Vacant lots and waste dumps (primary succession)
Abandoned lawns and ball fields
Alleyways
Woodlands on abandoned land
Freshwater wetland and stream corridors
Riverbanks

Inner City Infrastructure:

Small-scale pavement openings (tree pits), edges, and cracks
Chain-link fence lines and stone walls
Roadway and highway banks, edges and median strips (salt applications)

Railroad tracks (gravel substrate and herbicide applications)
[I would also specify hydro corridors]

* Ruderal is defined by the American Heritage Dictionary as "growing in rubbish, poor land, or waste places. From Latin rudera , ruins, rubbish, plural of rudus , broken stone."

Cool, yes? I mean, in a Leonard Cohen "Suzanne takes your hand, and she leads you to the river… and she shows you where to look, among the garbage and the flowers ...they are leaning out for love, they’ll lean that way forever" kind-of-way: how it illuminates unarticulated land we already all privately know into something beautiful (potentially or currently) worth directing our own and some one else's eyes toward.

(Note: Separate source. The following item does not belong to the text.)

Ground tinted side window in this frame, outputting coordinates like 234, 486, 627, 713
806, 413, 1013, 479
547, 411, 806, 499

It also brought this Alex Wilson quote to mind:
"My own sense is that the immediate work that lies ahead has to do with fixing landscape, repairing its ruptures, reconnecting its parts. Restoring landscape is not about 'preserving' lands -- "saving what's left," as it's often put. Restoration recognizes that once lands have been "disturbed" -- worked, lived on, meddled with, developed -- they require human intervention and care. We must build landscapes that heal, connect and empower, that make intelligible our relations with each other and with the natural world: places that welcome and enclose, whose breaks and edges are never without meaning."

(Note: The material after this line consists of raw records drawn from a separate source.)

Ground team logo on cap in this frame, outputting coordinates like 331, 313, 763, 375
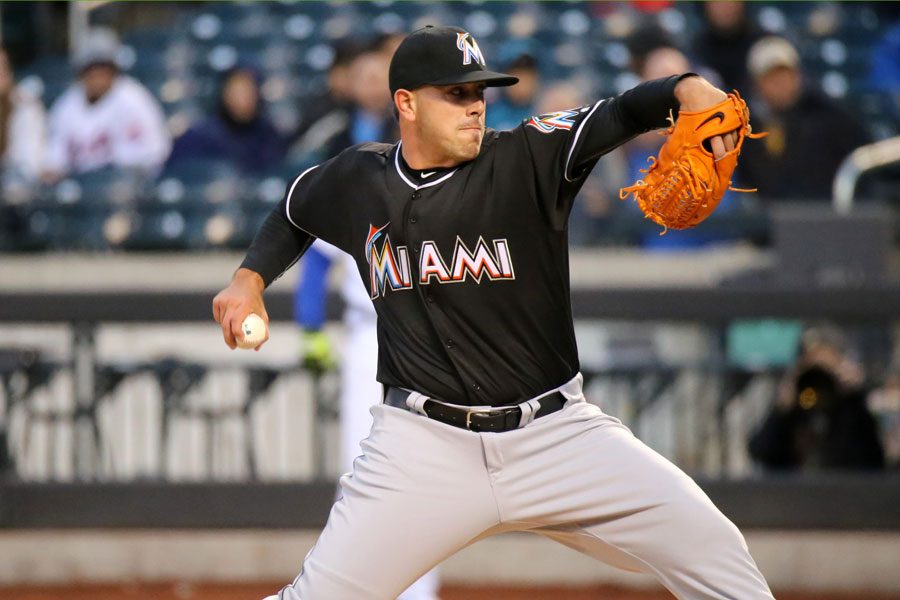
527, 110, 581, 133
456, 31, 485, 67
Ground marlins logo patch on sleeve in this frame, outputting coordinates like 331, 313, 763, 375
526, 106, 591, 133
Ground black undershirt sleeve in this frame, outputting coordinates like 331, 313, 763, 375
241, 202, 316, 287
570, 73, 696, 175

BTW: The E*vue site also has some info about several of our typical urban weeds species, and, where possible, their ecological functions and preferences: this is not lost on a girl who can madly dig out DSV or pull Garlic Mustard by the garbage bag full, but still find the odd Tree-of-Heaven to defend in situations where I can’t realistically imagine any native tree being able to survive (e.g. a sq foot of compacted dust, gravel and slag on the margin of an asphalted post-industrial heavy-metals contaminated alleyway) and perform as many services (keeps dust and noise down; shades / cools asphalt & buildings; CO2->O2; stabilizes soil; decreases run-off) ...I've learned there are times to be pragmatic, and it helps that I believe that Tree-of-Heaven will inevitably be a co-dominant tree, not a dominant like perhaps Norway Maple.

2 comments:

Anonymous said...

Hi NPG,
I am slowly changing my city property from trampled lawn to various definable native landscapes. Thanks for the list, I read through the list slowly, whispering... "Need 'em, got 'em, got 'em, need 'em...
Greg

Tree hugging said...

Here in our area (central Virginia) one of our rarest ecosystems are the granite rock outcrop communities. One of the things that facinate me is how much these communities have in common with roof tops, thus it's quite possible that many of these rare plants could find a suitable home on green roofs. While it is vital to protect existing habitat, it may be that the only way we'll be able to save some species is also by finding new ways to fit them into urban and suburban ecosystems.